Netanyahu'nun "hatırlamıyorum" yanıtı vermesi, politik gözlemciler tarafından oldukça dikkat çekici bir strateji olarak değerlendiriliyor. Bu yaklaşım, geçmişte birçok üst düzey siyasetçi tarafından tercih edilen bir savunma mekanizması. Ancak Netanyahu'nun bu yanıtları vermesinin ardındaki gerçekler, halkın güvenine yönelik ciddi soru işaretleri doğurmayı sürdürüyor. Neden böyle bir savunma yolu izliyor? Bu sorular, daha fazla sorgulamaya da yol açıyor. Çapraz sorgulama boyunca yanıtlarını bu şekilde inşa eden Netanyahu, zihinlerde birçok belirsizliği ortada bıraktı.
Netanyahu’nun bu yaklaşımı karşısında halkın tepkisi de oldukça sert oldu. Birçok kişi, bu kadar ciddi bir durumla karşı karşıya olan bir Başbakan’ın bu kadar kayıtsız kalmasını eleştirdi. Sosyal medyada ve çeşitli haber platformlarında kamuoyunun Netanyahu'ya yönelik hoşnutsuzluğu açıkça ifade edildi. Birçok vatandaş, Başbakanın sorguda “hatırlamıyorum” demesinin bir kaçış taktiği olduğunu düşünüyor. Kimi yorumcular, Netanyahu’nun bu tarzını, geçmişteki skandalları inkar etme çabası olarak yorumlarken, kimileri ise bu durumu ağır bir yönetim yanlışlığı olarak görmektedir.
Netanyahu’nun özellikle bu kadar çok “hatırlamıyorum” demesi, bazı uzmanlar tarafından kamu kurumlarına olan güveni zedeleyici bir unsur olarak değerlendirildi. Uzmanlar, böyle bir durumun ülkenin siyasi yapısında derin çatlaklar yaratabileceği konusunda uyarılarda bulundu. Eğer bu durum devam ederse, Netanyahu’nun siyasi geleceği tehlikeye girebilir ve popülaritesi daha da düşebilir. Çoğu kişi, bu durumun sonucunda erken seçimlerin gündeme gelebileceği öngörüsünde bulunuyor.

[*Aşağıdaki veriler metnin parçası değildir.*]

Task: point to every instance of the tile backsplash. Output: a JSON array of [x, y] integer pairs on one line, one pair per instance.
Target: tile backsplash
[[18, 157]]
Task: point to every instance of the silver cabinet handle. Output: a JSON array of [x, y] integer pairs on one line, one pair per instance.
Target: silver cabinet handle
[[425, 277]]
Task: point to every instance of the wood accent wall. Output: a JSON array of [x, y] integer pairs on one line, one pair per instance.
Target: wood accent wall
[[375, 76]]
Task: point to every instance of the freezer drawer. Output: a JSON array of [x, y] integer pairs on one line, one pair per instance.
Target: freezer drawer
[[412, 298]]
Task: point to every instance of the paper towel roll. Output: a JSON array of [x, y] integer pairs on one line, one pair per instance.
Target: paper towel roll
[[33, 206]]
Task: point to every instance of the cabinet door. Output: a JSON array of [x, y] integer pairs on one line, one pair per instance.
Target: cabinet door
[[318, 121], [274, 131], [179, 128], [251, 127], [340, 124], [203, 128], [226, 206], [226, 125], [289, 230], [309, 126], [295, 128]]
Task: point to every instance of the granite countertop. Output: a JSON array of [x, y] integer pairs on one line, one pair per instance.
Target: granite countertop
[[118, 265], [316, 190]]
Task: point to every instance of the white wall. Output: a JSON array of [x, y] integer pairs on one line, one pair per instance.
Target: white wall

Sonuç itibarıyla, Netanyahu'nun verdiği 1,788 “hatırlamıyorum” yanıtı, bir yandan yargı sürecinin ciddiyetini yansıtırken, bir yandan da İsrail iç siyasetindeki belirsizlikleri arttırıyor. Gelecek günlerde bu konunun nasıl şekilleneceği, siyasi analizler konusunda ilgi odağı olmaya devam edecek. Her ne olursa olsun, vatandaşların ve siyasetin gözleri Netanyahu’nun üzerindeki baskıyı artırmaya devam edecek. Geçmişte kendisine oy verenlerin güvenini kazanması, artık daha da zor bir ikna süreci gerektirecek. İsrail’in siyasi geleceği, Netanyahu’nun bu sorgulama sürecinden çıkacak sonuçlara bağlı olarak şekillenecek gibi görünüyor.